# Custom Operators (CPU)

Translator: [JuLyAi](https://gitee.com/julyai)

`CPU` `Model Development`

[![View Source On Gitee](https://gitee.com/mindspore/docs/raw/r1.5/resource/_static/logo_source_en.png)](https://gitee.com/mindspore/docs/blob/r1.5/docs/mindspore/programming_guide/source_en/custom_operator_cpu.md)

## Overview

When the built-in operators are not enough for developing the network, you can extend your custom CPU operators fast and conveniently using MindSpore's Python API and C++ API.

To add a custom operator, you need to complete 3 parts of the work, including operator primitives registration, operators implementation and operators information registration.

Among them:

- Operator primitives: Defining the front-end interface prototype of operators in the network; The basic unit of a network model, mainly including operator's name, attributes (optional), input / output name, output shape reasoning method, output dtype reasoning method, etc.
- Operators implementation: Using the C++ API provided by the framework and combining with the specific characteristics of the operators, the internal calculation logic of the operator can be realized.

This paper will take the custom `Transpose` operator as an example to introduce the steps of customizing operators.

## Registration Operator's Primitives

Each operator's primitive is a subclass inherited from the class `PrimitiveWithCheck`, whose type name is the operator's name.

The CPU operator primitives are defined under the path `mindspore/ops/operations`, and the appropriate file is selected according to the operator type. Definition of CPU operators' primitives' interface is as follows:

- Attributes are defined by the input parameters of construction function `__init__`. Operators in this use case have no init attributes, thus `__init__` has no additional input parameters.
- The input and output names are defined by the function `init_prim_io_names`.
- Checking shape of the output tensor is defined in `check_shape` function. Checking dtype of the output tensor is defined in `check_dtype` function.
- `_checkparam` file defines a series of operations for validity checking, such as value checking, type checking, etc.
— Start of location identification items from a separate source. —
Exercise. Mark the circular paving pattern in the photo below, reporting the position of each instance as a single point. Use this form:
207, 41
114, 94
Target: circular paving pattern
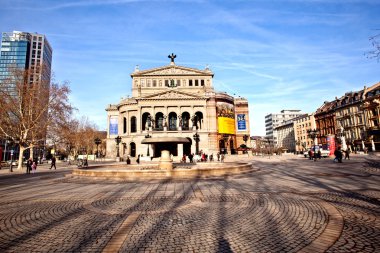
361, 212
240, 223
Taking `Transpose` operator's primitive as an example, the following example codes are given.

```python
from mindspore.ops import PrimitiveWithInfer

class Transpose(PrimitiveWithInfer):
    """
    The definition of the Transpose primitive.
    """
    @prim_attr_register
    def __init__(self):
        """Initialize Transpose"""
        self.init_prim_io_names(inputs=['x', 'perm'], outputs=['output'])

    def infer_shape(self, x, perm):
        x_shape = x['shape']
        p_value = perm['value']
        if len(x_shape) != len(p_value):
            raise ValueError('The dimension of x and perm must be equal.')
        out_shapes = []
        for i in p_value:
            out_shapes.append(x_shape[i])
        return out_shapes

    def infer_dtype(self, x_dtype, perm_dtype):
        return x_dtype
```

## Implementing CPU Operators and Registration Operators Information

### Implementing CPU Operators

Usually, to implement a CPU operator needs to write a head file and a source file. The file path is `mindspore/ccsrc/backend/kernel_compiler/cpu`. If the logical realization of the operator is by calling the third-party library `MKL-DNN`, it will be placed in the subdirectory `mkldnn`. Please refer to [oneMkl](https://github.com/oneapi-src/oneMKL) and [oneDNN](https://github.com/oneapi-src/oneDNN) for details.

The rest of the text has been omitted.